Over the course of the last six months this city
council conducted several special meetings: the first was to find ways to cut
$10 million dollars from the 2009 budget because that was the projected
deficit. The shortfall was fairly easy
to understand. The revenues were going
to be $10 million less than expenditures. So the council took the unprecedented step of
cutting positions in the police and fire departments, as well as other
operating departments including the library and parks and recreation. During those deliberations, most of you spoke
of the need to increase revenues so that this problem would not be repeated.
After passing the budget, you followed up with more
special meetings specifically to find new revenues. And, to the extent that added revenues are
deemed desirable, you were quite successful. You raised many fees associated with
utilities, parking, inspections, planning, and building and safety permits. You even created several new sources of
revenue: a never before imposed $360 inspection fee on buildings under 75 feet
and a 6.8% technology fee. You also
authorized city staff to increase fees annually up to 5% without your approval
based on the CPI.
But, as you all probably know by now, this added
revenue will not come close to what will be needed to balance next fiscal years
budget. According to an article in the
GNP on November 10th of this year, new car sales are off 23%, jewelry stores
are off 22% and building, light industry and specialty stores are off by double
digits. The bottom line is that revenues
for next year, in reflecting the overall poor condition of our economy, will
fall well below the projections that were made just a few months ago.

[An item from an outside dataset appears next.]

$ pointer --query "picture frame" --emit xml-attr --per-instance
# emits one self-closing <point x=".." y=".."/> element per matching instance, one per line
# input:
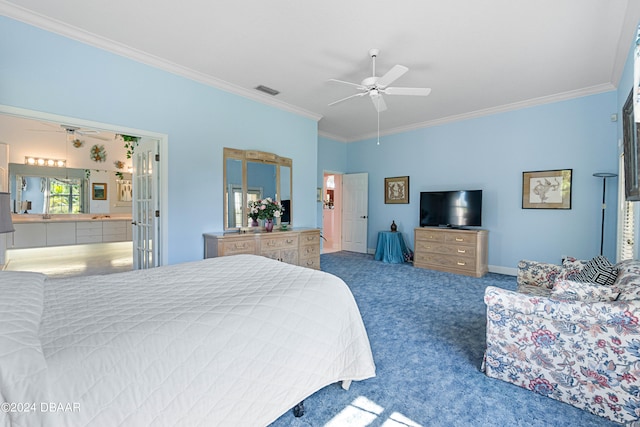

Making this even more worrisome, we can project a huge
growth on the expenditure side. With
greater pension contributions that have grown from $4 to $20 million in just
the last several years and contractually binding payroll increases that will
add several million more next year, I don’t see that you have any other choice
but to significantly reduce expenditures.
As a moral issue alone, we cannot burden the next
generation with any more long-term bond debt that has been the practice of this
body in recent years when faced with deficits.
The solution cannot come from raising more taxes,
permits and fees because you have already maximized these revenue sources. Looking ahead to next fiscal year, the gap
between expenditures and revenues is again going to be in the millions, and you
will gain little if any by cutting any more library services or adding
untenable fees to youth programs operating in our parks.
I urged the city council to take immediate steps to
open up the current budget and begin to make additional cuts in this fiscal
year. To start, you can stop all
out-of-city and state employee conferences, extend the life of some of the
vehicle fleet, and cut overtime to the bone. You can also apply some of the measures that
private businesses are forced to do when confronted with large cash-flow problems.
You can alert the city labor unions that
they will have to share in this burden and forego expected pay increases. It is troubling enough that several of these
unions already have multi-year contracts that assure them of pay increases. In one case, an 11% raise over the next 18
months will add more than $5 million alone.
I would also ask the city council to be completely
open and honest about the looming financial condition of the city and share
this information with the public in a format that is readily understood. It is better to let the public know now rather
than have them find out after the fact. Officials in our local public schools,
including the city college, have made the public aware of their financial
problems and the possible impact it will have on their staff and students.
Everyone knows by now, based upon the general economy
of this country and region, that the city is going to face a growing financial
problem. These problems are not beyond
our ability to solve, but they must be addressed now and include all of the
stakeholders. These are not normal times
and we cannot apply normal practices to correct them. The financial health of our city, short and
long-term, hinges on the decisions this body makes in the next few months.